【 2010年10月23日号 】
AMDの中堅GPU、Radeon HD 6870/50が発売に
HD 5800の普及版、最安2万円
※(10/23更新)発売モデルを追加。
(10/22更新)発売モデルの概要、デモなどを追記。

HD 6870

Radeon HD 6850

 AMDの新GPUファミリ「Radeon HD 6000」がデビュー、HD 6800シリーズのHD 6870とHD 6850を搭載したビデオカードが発売された。

 発売を確認できたのはSapphire、XFX、PowerColor、GIGABYTE、玄人志向のRadeon HD 6870/6850カードと、MSI、HISのRadeon HD 6870カードで、合計12種類。

 実売価格はRadeon HD 6870が24,980〜29,980円ほどで、Radeon HD 6850が19,980〜22,000円ほど(詳細は「今週見つけた新製品」参照のこと)。

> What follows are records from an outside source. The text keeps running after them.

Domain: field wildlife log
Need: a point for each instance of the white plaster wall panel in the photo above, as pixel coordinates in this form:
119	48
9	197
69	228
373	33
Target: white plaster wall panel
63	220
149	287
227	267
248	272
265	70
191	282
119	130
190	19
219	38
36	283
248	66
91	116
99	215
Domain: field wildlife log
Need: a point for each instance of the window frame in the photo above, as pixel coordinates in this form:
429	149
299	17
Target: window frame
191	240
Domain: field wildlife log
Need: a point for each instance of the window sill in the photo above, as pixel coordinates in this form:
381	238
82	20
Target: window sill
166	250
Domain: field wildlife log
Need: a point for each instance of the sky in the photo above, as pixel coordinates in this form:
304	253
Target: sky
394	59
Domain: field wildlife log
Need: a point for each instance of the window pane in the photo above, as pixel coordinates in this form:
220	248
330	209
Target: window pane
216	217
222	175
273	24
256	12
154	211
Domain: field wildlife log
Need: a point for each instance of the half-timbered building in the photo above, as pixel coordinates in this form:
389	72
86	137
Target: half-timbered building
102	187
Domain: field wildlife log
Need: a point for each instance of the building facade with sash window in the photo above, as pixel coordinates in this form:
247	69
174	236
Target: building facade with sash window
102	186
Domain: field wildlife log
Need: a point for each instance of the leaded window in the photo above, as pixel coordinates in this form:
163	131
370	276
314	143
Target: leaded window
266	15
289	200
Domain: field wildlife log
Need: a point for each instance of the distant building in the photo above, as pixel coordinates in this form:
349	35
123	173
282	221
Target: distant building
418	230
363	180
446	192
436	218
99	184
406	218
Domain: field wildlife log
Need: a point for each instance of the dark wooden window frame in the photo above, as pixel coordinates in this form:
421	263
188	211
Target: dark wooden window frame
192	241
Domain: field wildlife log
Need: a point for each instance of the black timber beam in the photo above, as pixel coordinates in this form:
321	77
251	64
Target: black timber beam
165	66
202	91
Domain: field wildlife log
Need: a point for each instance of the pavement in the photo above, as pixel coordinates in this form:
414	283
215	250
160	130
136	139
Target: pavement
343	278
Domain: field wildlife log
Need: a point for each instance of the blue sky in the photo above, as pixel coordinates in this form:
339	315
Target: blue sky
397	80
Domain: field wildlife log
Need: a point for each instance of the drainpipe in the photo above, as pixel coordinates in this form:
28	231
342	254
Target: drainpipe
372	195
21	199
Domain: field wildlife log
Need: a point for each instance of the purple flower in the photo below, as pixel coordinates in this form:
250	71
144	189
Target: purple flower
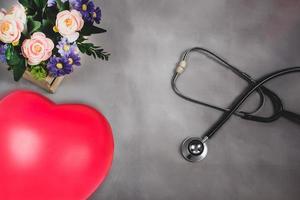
97	15
3	48
58	66
73	58
51	3
64	47
86	8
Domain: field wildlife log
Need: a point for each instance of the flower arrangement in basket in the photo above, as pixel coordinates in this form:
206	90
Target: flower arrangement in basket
41	39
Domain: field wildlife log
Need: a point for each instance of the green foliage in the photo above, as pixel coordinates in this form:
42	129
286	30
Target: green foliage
88	30
38	72
32	25
95	51
15	62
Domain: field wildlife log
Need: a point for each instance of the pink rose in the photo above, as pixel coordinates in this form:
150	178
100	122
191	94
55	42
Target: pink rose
10	28
18	12
68	23
37	49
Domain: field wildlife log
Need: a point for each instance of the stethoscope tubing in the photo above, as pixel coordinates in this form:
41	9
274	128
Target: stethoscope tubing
242	98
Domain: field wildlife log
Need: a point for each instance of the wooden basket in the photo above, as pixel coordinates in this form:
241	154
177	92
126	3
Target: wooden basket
50	84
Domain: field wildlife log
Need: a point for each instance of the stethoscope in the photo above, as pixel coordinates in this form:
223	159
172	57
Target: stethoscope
194	148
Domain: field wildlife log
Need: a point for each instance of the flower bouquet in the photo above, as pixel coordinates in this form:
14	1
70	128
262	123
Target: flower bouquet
41	39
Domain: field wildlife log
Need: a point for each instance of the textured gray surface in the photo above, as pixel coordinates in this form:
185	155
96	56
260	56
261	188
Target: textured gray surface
246	160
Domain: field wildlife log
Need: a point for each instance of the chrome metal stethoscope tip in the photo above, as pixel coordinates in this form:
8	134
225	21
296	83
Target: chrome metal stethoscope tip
194	149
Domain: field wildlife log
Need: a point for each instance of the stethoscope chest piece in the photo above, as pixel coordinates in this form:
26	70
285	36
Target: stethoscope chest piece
193	149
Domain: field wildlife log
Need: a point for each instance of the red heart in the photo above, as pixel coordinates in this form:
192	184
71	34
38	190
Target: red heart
49	151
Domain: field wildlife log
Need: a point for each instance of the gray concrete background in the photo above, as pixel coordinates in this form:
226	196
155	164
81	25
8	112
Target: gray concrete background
246	160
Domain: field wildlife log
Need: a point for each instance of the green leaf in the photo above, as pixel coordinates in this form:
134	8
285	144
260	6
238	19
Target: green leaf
62	6
91	50
33	25
15	62
19	69
12	56
40	4
88	30
25	3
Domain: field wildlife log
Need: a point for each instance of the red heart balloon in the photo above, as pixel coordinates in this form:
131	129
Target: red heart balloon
49	151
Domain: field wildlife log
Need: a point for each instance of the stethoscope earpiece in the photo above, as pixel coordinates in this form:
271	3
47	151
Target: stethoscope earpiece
194	149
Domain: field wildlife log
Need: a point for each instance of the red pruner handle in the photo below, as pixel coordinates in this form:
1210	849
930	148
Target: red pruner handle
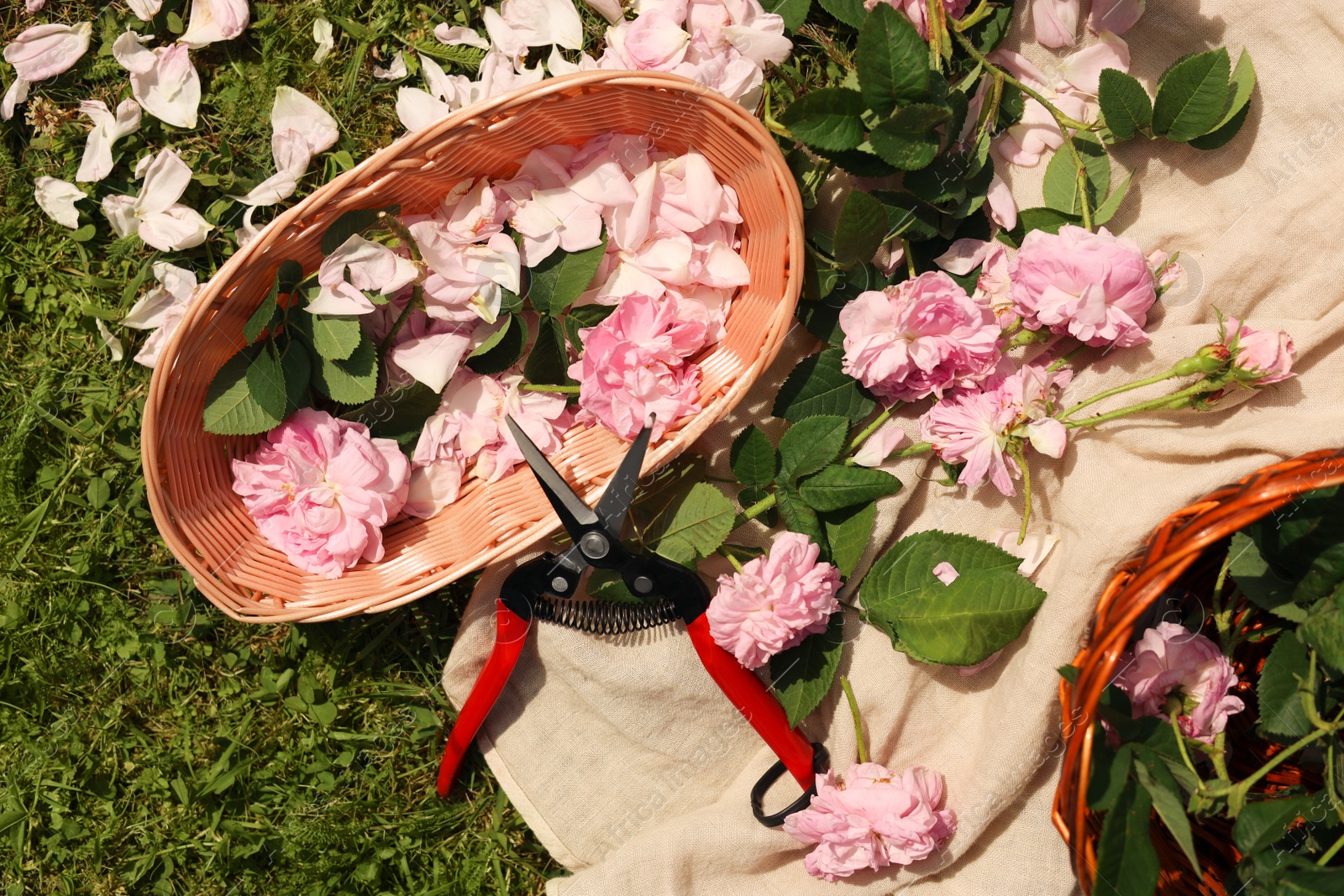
756	705
510	637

Radeon HD 5800世代よりも大幅に安いのが特徴で、特にコストパフォーマンスの向上が注目される。

 このほか、製品パッケージからATIロゴが消え、新たなAMDロゴに置き換わっている点も注目できそうだ。


●Radeon HD 5800のコストパフォーマンス改善版
 上位モデルも年内に?


HD 6870

HD 6870

HD 6870

HD 6870

HD 6870

HD 6870
 HD 6800シリーズは、新たなミドルレンジモデルとなるDirectX 11対応GPU。コアアーキテクチャの改善によりダイサイズあたりのパフォーマンスが従来比で35%以上向上したほか、アンチエイリアシング/異方性フィルタリングの品質向上、Blu-ray 3Dにも対応したUVDの最新バージョン「UVD3」のサポートなどを実現したとしている。製造プロセスは従来と同じ40nm。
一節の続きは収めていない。